The Grand Tour? Oh you mean ‘Le Grand Tour’, oui?
The Grand Tour – Finborough Theatre, until 21 February (tickets)
In Hello Dolly Jerry Herman can lay claim to having created one of the most successful Broadway musicals of all time. It ran for over 2800 performance and won a staggering 10 Tony Awards. Two decades later he enjoyed another huge hit in La Cage aux Folles, which has won a major Tony in each of its Broadway runs.
In the decade between these two huge hits Herman wrote three less successful musicals (which include the cult classic Mack and Mabel) of which one was ‘The Grand Tour’. It has never having previously been performed in Europe and there was, despite the Finborough’s mighty reputation, a question mark in my mind over the reason why this might be so.
Well it certainly isn’t a dud. If this is not the strongest musical to hit the London stage then one only need cast a jaded eye over the offerings from ‘Theatreland’ to see that it is a long, long way from being the weakest.
However for all the spirited energy of the cast and another piece of spritely direction from Thom Southerland – who currently appears to be operating a cartel in the relatively niche field of small-scale musical direction – there are enough problems with Michael Stewart’s and Mark Bramble’s Book to suggest the work is destined to remain a curio piece for the dedicated rather than be reassessed as a missed masterpiece.
The main problem is that, despite being based on a pre-existing play, the production feels more akin to fragmentary scenes forced into a thematic connection by the overarching story of Jacobowsky and the Colonel.

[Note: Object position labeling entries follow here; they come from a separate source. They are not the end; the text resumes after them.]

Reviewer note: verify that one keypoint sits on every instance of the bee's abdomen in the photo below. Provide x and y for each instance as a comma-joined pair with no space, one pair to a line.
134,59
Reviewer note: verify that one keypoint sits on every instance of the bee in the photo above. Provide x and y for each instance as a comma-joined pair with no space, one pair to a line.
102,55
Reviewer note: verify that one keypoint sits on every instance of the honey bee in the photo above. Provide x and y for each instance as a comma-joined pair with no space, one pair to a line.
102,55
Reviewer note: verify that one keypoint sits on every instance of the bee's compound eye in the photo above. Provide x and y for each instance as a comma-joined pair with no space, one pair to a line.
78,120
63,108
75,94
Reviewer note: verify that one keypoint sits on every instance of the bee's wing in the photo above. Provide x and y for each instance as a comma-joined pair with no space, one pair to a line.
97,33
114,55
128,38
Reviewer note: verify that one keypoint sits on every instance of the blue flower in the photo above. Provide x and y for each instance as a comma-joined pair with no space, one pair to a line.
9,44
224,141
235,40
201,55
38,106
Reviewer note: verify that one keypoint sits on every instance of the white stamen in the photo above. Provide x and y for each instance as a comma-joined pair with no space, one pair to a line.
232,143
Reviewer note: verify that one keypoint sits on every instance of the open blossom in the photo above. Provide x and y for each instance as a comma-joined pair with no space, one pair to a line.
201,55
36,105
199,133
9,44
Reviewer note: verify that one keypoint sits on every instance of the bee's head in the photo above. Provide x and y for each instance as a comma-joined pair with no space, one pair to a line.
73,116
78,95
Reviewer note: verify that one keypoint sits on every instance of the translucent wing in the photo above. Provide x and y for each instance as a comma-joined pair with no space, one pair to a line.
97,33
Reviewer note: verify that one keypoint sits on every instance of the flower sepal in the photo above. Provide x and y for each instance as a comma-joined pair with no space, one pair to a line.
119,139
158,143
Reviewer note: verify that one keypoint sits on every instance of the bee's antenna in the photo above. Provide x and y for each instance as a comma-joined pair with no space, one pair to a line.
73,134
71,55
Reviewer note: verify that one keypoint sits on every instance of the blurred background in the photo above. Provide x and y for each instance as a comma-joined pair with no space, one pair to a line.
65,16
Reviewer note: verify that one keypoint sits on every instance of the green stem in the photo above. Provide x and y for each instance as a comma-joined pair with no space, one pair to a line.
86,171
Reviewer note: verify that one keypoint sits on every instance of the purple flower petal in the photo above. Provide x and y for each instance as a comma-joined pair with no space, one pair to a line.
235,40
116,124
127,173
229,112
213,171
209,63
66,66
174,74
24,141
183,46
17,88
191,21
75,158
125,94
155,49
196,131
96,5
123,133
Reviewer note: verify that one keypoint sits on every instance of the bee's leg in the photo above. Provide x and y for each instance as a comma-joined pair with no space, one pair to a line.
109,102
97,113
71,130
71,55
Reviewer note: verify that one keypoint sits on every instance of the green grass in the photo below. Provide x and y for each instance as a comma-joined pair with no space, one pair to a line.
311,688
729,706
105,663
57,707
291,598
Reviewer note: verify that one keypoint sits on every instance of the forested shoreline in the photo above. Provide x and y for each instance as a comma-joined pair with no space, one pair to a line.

As a result, after a strong opening, we have ‘a scene on a train’, ‘a scene at the circus’ and then, most jarringly, ‘a scene at Jewish wedding’. All of these are performed extremely well and are very enjoyable to watch, but it is hard to be convinced as to why it is all occurring.
The relationship between the three leads is rather too closely reminiscent to the dynamics between Rick, Ilsa and Laszlo in Casablanca. However the creators are too fond of Jacoboswky to allow for the depiction of humanity’s shades of grey that makes Casablanca such a masterpiece. In the end Jacoboswky is both the humane, philosophical Jewish refugee and the hero who will lay down his life for his friends.
In opposition to this Colonel Stjerbinsky really is a clunking idiot – at least Victor Laszlo got the wonderful moment of being able to singLa Marseillaise to remind the audience why Ilsa would have fallen for him in the first place. Without a similar moment we are left to wonder why on earth Marianne prefers him to our hero, Jacobokwsky, and how Stjerbinsky got even half as far as he did without someone selling him out to the Nazis.
Yet despite all of this, it still works remarkably well. There are a number of songs that show us that Herman was still in the middle of his three decade purple patch. I’ll be here tomorrow would stand
up well in any musical, and underneath the lightness of touch is a reminder of the quiet pain and necessary stoicism of anyone born into a Jewish family pretty much anywhere in central Europe in the first half of the 20th century.